(AGENPARL) - Roma, 20 Marzo 2026 -
La tecnologia 5G, la quinta generazione di connessione radiomobile, consente un forte miglioramento della qualità della connettività rispetto agli standard precedenti e permette interazioni che richiedono tempi di latenza molto più ridotti. E’ una tecnologia il cui sviluppo è considerato strategico, sin dalla XVII legislatura, per le innumerevoli possibilità e applicazioni operative che offre, non soltanto sul terreno delle comunicazioni strettamente intese: consente, a esempio, nuovi servizi quali l’Internet of Things (IoT), le c.d. comunicazioni M2M (Machine to Machine), nonché i servizi di trasmissione e comunicazione in situazioni di emergenza e di pubblica sicurezza. Di qui la necessità dell’intervento pubblico.

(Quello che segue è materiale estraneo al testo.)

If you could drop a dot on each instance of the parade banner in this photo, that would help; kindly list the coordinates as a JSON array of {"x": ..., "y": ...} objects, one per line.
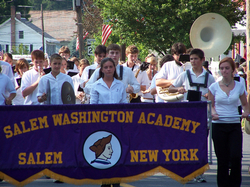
[{"x": 97, "y": 144}]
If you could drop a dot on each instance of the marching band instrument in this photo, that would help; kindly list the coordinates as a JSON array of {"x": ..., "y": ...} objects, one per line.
[
  {"x": 48, "y": 93},
  {"x": 68, "y": 94},
  {"x": 166, "y": 96},
  {"x": 143, "y": 67},
  {"x": 212, "y": 33}
]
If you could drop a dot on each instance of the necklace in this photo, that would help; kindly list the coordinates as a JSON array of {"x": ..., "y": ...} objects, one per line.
[{"x": 227, "y": 84}]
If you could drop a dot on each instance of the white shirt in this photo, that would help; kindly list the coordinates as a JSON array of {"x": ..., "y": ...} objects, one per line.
[
  {"x": 5, "y": 85},
  {"x": 102, "y": 94},
  {"x": 30, "y": 77},
  {"x": 128, "y": 78},
  {"x": 171, "y": 70},
  {"x": 227, "y": 105},
  {"x": 7, "y": 70},
  {"x": 55, "y": 86},
  {"x": 18, "y": 100},
  {"x": 85, "y": 74},
  {"x": 76, "y": 81},
  {"x": 75, "y": 69},
  {"x": 142, "y": 77},
  {"x": 153, "y": 85},
  {"x": 182, "y": 80}
]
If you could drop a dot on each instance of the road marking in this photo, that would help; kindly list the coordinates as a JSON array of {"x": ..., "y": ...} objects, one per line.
[{"x": 126, "y": 185}]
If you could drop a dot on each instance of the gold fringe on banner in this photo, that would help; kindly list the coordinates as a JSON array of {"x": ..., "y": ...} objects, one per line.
[{"x": 68, "y": 180}]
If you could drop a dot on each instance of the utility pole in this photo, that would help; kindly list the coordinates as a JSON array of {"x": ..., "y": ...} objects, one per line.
[
  {"x": 248, "y": 45},
  {"x": 79, "y": 26},
  {"x": 42, "y": 27}
]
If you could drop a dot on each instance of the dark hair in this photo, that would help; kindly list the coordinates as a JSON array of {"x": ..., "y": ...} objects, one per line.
[
  {"x": 100, "y": 49},
  {"x": 64, "y": 49},
  {"x": 132, "y": 49},
  {"x": 205, "y": 64},
  {"x": 21, "y": 63},
  {"x": 242, "y": 60},
  {"x": 229, "y": 60},
  {"x": 101, "y": 75},
  {"x": 197, "y": 52},
  {"x": 37, "y": 54},
  {"x": 166, "y": 58},
  {"x": 113, "y": 47},
  {"x": 55, "y": 56},
  {"x": 178, "y": 48},
  {"x": 7, "y": 55}
]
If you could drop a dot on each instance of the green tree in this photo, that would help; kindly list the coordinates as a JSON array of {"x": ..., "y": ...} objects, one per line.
[
  {"x": 5, "y": 8},
  {"x": 158, "y": 24}
]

Preliminare allo sviluppo del 5G è quello della banda ultralarga. In Italia si sono già svolte e concluse le gare per l’assegnazione dei diritti d’uso delle frequenze per il 5G (legge di bilancio per il 2018). Ciò è avvenuto nel quadro della Strategia per la crescita digitale 2014-2020, della Strategia italiana per la banda ultralarga e della nuova Strategia italiana per la banda ultralarga “Verso la Gigabit Society” con risorse sia nazionali sia dell’UE.

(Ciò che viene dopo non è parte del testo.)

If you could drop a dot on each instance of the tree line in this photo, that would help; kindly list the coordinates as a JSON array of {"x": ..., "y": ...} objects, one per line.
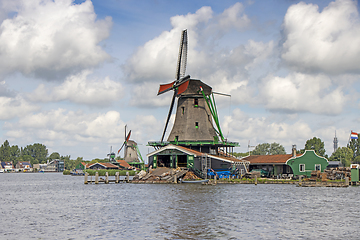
[{"x": 38, "y": 153}]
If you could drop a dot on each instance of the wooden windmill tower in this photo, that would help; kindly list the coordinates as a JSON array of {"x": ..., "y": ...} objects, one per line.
[
  {"x": 195, "y": 141},
  {"x": 196, "y": 110}
]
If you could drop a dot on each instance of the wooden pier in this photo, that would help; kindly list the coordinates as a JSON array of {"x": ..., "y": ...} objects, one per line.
[{"x": 106, "y": 180}]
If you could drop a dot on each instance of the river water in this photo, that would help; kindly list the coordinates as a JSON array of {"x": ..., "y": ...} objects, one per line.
[{"x": 54, "y": 206}]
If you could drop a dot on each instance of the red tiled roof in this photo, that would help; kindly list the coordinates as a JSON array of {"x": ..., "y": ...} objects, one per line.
[
  {"x": 269, "y": 159},
  {"x": 229, "y": 158},
  {"x": 106, "y": 165},
  {"x": 123, "y": 163}
]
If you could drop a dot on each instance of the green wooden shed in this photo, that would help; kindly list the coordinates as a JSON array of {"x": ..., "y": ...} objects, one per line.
[{"x": 306, "y": 163}]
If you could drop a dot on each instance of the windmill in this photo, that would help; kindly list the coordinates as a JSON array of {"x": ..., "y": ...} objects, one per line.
[
  {"x": 194, "y": 114},
  {"x": 181, "y": 83},
  {"x": 131, "y": 151},
  {"x": 111, "y": 155}
]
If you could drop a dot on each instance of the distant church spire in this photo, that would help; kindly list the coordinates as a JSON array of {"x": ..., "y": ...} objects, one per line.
[{"x": 335, "y": 142}]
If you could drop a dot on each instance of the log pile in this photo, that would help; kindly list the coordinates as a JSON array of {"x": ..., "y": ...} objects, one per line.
[
  {"x": 160, "y": 174},
  {"x": 191, "y": 176}
]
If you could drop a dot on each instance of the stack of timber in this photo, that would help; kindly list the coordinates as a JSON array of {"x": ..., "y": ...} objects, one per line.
[
  {"x": 191, "y": 176},
  {"x": 160, "y": 175},
  {"x": 326, "y": 179},
  {"x": 338, "y": 173}
]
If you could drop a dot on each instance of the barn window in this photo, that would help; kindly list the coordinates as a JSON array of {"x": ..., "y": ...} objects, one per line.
[{"x": 196, "y": 102}]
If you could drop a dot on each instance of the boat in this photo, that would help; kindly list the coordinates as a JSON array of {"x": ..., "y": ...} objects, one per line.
[{"x": 195, "y": 181}]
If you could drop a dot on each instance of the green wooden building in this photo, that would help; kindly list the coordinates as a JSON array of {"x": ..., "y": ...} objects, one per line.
[{"x": 306, "y": 163}]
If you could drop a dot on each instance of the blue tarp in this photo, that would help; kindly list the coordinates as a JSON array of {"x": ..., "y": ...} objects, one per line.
[{"x": 222, "y": 173}]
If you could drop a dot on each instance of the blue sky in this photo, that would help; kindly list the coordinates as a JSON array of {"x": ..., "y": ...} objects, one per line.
[{"x": 73, "y": 73}]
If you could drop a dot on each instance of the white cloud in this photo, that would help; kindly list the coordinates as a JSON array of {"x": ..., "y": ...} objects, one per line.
[
  {"x": 225, "y": 70},
  {"x": 302, "y": 93},
  {"x": 51, "y": 39},
  {"x": 63, "y": 125},
  {"x": 11, "y": 107},
  {"x": 324, "y": 41},
  {"x": 243, "y": 128},
  {"x": 79, "y": 89}
]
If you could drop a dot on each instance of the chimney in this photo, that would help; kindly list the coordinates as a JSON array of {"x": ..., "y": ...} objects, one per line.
[{"x": 294, "y": 151}]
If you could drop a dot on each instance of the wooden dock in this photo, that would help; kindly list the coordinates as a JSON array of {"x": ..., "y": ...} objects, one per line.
[{"x": 106, "y": 180}]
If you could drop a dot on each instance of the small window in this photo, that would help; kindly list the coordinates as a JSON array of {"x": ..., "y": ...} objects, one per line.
[
  {"x": 302, "y": 167},
  {"x": 196, "y": 102}
]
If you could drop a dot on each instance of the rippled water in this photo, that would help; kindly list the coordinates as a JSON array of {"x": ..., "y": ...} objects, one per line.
[{"x": 53, "y": 206}]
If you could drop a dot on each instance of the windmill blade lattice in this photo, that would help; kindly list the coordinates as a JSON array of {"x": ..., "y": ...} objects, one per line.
[{"x": 181, "y": 83}]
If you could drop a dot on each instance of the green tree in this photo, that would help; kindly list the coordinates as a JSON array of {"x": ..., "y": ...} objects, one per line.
[
  {"x": 344, "y": 155},
  {"x": 14, "y": 154},
  {"x": 315, "y": 144},
  {"x": 5, "y": 152},
  {"x": 276, "y": 148},
  {"x": 268, "y": 149},
  {"x": 354, "y": 145}
]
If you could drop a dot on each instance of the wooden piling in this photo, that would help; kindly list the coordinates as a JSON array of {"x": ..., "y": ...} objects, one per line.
[
  {"x": 117, "y": 177},
  {"x": 86, "y": 177},
  {"x": 96, "y": 178},
  {"x": 127, "y": 177}
]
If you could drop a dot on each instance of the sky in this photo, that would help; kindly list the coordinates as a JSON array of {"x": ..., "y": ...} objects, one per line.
[{"x": 74, "y": 73}]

In tale ambito è stato anche istituito il Sistema informativo nazionale federato delle infrastrutture (SINFI) e sono state semplificate le procedure per la realizzazione delle infrastrutture per le reti in fibra ottica. E’ anche in corso di sviluppo una rete pubblica di wi-fi diffuso.
In materia di sicurezza delle reti e dei sistemi informativi nell’Unione europea, nella XVIII legislatura è stata attuata la direttiva UE 2016/1148 con il decreto legislativo n. 65 del 2018.(AGENPARL)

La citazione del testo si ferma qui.